Нет, они не были больны, просто в этих глазах читалась такая безнадега…
Андрей тем временем внимательно рассматривал связку ключей, выпавшую из рук кого-то из взломщиков. Это были именно ключи, не отмычки.
— Откуда? — произнес он одно слово, обращаясь к двум мигрантам одновременно.
Оба молчали. Я на самом деле не представляла, откуда у этих двух типов могли взяться ключи от квартиры Аглаи! У кого они имелись? У самой Аглаи, у Нины Степановны, у Бергмана. Наверное, у домработницы.
— Где связка Аглаи? — спросила я у Андрея.
— У меня, — ответил Станислав. — Ее нам отдали в управлении.
— Так откуда? — повторил вопрос Андрей.
— Дали, — сказал один из молодых восточных мужчин.
— Кто дал?
— Мущын.
— Что, дядя подошел на улице, вручил связку ключей и сказал: «Идите-ка, ребята, ночью вот в эту квартиру»?

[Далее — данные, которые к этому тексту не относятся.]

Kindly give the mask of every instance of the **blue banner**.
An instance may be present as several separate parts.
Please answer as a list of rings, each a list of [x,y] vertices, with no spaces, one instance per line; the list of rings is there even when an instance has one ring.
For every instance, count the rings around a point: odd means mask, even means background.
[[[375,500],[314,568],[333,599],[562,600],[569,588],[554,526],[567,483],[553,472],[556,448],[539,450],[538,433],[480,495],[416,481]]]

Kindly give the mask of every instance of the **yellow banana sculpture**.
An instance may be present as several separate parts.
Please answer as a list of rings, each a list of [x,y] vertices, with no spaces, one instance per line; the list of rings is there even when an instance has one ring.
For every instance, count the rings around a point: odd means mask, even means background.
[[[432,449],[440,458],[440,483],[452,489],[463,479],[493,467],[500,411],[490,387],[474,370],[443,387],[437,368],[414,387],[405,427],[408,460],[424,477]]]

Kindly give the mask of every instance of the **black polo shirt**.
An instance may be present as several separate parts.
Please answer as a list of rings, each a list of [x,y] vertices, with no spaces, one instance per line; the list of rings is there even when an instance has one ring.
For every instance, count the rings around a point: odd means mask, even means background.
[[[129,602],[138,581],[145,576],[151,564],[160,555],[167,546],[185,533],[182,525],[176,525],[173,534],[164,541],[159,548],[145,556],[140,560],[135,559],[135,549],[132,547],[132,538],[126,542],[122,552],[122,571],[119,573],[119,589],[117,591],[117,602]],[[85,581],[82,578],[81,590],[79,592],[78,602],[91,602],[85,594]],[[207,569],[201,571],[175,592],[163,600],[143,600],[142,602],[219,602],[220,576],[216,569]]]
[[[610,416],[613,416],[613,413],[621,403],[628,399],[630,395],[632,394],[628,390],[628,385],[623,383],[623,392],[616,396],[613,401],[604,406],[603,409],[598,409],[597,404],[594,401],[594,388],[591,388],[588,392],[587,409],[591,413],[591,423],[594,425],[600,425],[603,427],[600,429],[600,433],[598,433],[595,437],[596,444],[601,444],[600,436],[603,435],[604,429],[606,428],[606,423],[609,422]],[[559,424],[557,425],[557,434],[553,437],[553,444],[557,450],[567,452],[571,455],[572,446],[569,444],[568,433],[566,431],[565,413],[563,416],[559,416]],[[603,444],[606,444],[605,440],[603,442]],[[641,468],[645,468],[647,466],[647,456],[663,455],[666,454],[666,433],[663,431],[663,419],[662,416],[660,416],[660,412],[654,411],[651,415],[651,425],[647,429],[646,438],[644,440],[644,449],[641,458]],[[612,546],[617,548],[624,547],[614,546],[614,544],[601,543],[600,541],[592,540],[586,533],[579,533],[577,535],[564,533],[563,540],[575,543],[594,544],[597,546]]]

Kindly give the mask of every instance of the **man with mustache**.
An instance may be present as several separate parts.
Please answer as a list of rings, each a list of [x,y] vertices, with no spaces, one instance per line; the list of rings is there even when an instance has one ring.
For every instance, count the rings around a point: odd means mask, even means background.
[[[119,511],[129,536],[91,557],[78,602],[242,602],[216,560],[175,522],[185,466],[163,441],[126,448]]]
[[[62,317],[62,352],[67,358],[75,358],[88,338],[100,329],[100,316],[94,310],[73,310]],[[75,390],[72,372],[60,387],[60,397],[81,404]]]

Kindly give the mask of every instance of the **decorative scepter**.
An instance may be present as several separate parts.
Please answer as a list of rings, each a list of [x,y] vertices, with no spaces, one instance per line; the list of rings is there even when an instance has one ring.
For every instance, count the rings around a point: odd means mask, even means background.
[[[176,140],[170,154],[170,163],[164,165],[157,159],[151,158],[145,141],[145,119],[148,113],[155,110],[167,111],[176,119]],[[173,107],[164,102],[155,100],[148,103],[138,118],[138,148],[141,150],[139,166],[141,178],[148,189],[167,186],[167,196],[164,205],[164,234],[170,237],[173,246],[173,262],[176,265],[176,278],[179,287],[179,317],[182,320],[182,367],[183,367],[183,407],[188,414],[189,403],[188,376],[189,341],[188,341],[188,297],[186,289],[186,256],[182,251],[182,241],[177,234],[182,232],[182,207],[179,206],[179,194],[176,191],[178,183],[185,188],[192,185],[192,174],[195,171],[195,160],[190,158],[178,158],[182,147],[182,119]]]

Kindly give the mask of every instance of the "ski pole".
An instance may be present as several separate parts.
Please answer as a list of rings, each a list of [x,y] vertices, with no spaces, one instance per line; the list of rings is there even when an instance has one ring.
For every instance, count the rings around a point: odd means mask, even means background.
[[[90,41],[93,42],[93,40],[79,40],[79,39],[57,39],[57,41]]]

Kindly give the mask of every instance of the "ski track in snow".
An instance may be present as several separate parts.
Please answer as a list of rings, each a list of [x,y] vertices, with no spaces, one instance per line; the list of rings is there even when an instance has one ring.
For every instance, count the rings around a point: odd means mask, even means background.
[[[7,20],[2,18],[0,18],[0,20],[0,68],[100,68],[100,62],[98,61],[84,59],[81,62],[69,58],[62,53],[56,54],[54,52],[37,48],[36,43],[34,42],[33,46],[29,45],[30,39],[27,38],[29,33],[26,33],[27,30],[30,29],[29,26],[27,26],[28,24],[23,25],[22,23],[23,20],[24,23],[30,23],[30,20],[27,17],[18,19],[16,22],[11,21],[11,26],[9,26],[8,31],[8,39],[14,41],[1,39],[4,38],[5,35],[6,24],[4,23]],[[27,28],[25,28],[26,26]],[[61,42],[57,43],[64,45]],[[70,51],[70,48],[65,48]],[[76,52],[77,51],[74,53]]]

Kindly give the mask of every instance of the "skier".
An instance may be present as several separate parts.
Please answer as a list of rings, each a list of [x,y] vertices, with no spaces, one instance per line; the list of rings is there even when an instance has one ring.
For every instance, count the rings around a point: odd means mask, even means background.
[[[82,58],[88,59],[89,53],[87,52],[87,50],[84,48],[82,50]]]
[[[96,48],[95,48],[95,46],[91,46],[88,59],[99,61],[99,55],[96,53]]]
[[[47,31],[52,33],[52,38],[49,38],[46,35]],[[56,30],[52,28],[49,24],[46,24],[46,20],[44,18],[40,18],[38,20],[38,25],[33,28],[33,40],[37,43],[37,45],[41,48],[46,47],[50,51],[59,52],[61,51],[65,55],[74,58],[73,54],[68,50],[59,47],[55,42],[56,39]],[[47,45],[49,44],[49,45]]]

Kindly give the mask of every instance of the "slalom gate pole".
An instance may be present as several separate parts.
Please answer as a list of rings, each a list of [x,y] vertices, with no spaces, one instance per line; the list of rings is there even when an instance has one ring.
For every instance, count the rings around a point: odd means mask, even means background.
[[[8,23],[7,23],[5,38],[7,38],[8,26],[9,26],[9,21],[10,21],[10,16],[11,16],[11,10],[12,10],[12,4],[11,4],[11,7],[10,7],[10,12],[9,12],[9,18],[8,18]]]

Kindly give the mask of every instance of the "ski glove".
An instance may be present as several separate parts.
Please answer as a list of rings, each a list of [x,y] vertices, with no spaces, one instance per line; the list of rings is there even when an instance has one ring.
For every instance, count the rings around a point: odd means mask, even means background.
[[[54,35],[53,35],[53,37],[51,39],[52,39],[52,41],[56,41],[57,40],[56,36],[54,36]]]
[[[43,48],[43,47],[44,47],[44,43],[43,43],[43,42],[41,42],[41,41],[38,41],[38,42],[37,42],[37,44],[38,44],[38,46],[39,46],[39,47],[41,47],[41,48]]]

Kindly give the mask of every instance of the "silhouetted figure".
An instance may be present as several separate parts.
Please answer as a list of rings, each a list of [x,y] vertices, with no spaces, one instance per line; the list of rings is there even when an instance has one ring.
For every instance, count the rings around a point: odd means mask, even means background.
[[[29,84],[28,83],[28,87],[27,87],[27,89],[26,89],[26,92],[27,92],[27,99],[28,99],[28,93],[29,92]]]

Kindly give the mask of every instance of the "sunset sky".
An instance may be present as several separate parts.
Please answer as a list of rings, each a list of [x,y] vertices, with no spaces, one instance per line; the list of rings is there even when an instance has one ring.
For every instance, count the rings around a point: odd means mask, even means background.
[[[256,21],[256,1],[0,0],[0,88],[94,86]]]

Мигранты молчали. А я почему-то вспомнила двор одной своей подруги. Там на протяжении месяца двое молодых восточных мужиков (опять же то ли узбеки, то ли таджики) кричали всем проходившим мимо женщинам: «Женщын! Мущын нужен?» Возможно, они искали мужскую работу, возможно, предлагали себя. Не знаю. Эти два мигранта опирались на лопаты, почти не работали, все время о чем-то друг с другом разговаривали, а при виде женщин (любого возраста) задавали свой фирменный вопрос. Они не смотрели маслеными глазами, не цокали языками, не присвистывали (правда, дело было зимой, и никто из женщин не оголялся). Подруга позвонила мне и спросила мое мнение, пригласила приехать. Меня тоже спросили насчет «мущын». Еще через месяц они исчезли.
Один из сидевших на полу мигрантов вдруг стал объяснять, что они хотели помочь своим семьям, попросил отпустить. Они же ничего не сделали.
— Как вы хотели помочь семьям?!
— А они ведь могли прийти за ребенком, — вдруг ударила мне в голову мысль.